20 Things You Need In A New Leader

Is it time for a change in your organization?

20-things-you-need-in-a-new-leader

Perhaps we don’t really “need” a new leader. Maybe we just really “want” it. Do you ever feel that way?

Change is inevitable. I know, that is so cliché. That doesn’t make it any less true. Leadership change is often needed when organizations have plateaued, been through a crisis, or leaders have taken themselves out of the picture for various reasons. In each of those cases, someone must take a hard look at the organization and the needs of all the parties concerned and select another leader.

What are some things that an organization should consider in selecting a new leader? Consider with me the following as a partial list of key skills, abilities, traits, or tendencies. It is not an exhaustive list by any stretch. But it may spur some thoughts and ideas as an organization moves forward with seeking and selecting new leadership.

They must possess Leadership Abilities– This one almost goes without saying. When selecting a leader, make sure they have demonstrated leadership somewhere and some place before you bring them into your organization.

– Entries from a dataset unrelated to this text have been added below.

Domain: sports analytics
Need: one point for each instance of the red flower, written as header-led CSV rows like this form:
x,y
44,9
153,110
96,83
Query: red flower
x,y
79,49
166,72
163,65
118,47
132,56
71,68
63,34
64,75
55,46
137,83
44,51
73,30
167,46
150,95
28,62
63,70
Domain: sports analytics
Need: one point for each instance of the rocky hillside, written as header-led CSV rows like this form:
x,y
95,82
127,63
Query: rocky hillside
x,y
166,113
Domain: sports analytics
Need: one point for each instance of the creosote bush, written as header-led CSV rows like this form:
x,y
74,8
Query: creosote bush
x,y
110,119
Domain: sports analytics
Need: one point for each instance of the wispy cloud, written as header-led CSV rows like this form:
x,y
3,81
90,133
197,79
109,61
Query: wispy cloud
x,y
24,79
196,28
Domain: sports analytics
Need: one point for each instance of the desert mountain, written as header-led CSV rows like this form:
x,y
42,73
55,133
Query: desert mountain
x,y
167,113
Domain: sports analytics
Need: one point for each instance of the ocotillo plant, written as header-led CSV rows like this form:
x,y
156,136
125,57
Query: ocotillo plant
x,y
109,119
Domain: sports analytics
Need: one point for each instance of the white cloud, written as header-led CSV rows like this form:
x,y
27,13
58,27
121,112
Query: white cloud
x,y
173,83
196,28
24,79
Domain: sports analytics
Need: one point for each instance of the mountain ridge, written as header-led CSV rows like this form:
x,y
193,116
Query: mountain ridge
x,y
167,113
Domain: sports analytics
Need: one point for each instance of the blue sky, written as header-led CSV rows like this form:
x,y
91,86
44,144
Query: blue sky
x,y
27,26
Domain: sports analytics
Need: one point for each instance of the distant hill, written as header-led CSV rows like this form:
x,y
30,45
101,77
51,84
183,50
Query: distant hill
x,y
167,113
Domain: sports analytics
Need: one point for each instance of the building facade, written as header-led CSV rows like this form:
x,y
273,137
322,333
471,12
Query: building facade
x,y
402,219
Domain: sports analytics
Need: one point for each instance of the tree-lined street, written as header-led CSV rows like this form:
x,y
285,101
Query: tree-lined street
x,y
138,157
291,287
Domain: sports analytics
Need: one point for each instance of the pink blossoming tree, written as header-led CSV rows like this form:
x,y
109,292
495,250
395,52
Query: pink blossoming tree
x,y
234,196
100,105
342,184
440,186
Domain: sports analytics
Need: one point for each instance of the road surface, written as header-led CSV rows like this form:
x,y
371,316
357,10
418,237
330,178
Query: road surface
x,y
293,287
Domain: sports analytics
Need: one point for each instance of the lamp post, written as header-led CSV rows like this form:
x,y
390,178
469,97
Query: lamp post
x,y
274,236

They Must Demonstrate Past Performance / Results – When searching for a new leader, do your research. Check out the leadership candidate. Has he/she demonstrated strong leadership in the past? Do they get results?

They Must Realize That They Are Part of Something Bigger – Each of us is a part of a much larger organization. And we should consider that we are building something that is larger than our local organization and it should fit well with the larger organization.

They Must Show That They Have Learned From Past Mistakes – Everybody makes them. How does the leadership candidate show that they have learned from mistakes made in the past?

They Must Show That They Can Fit Within the System or Personality of the Organization – Does the candidate mesh with the organization’s overall system or personality? If not, you are destined for conflict.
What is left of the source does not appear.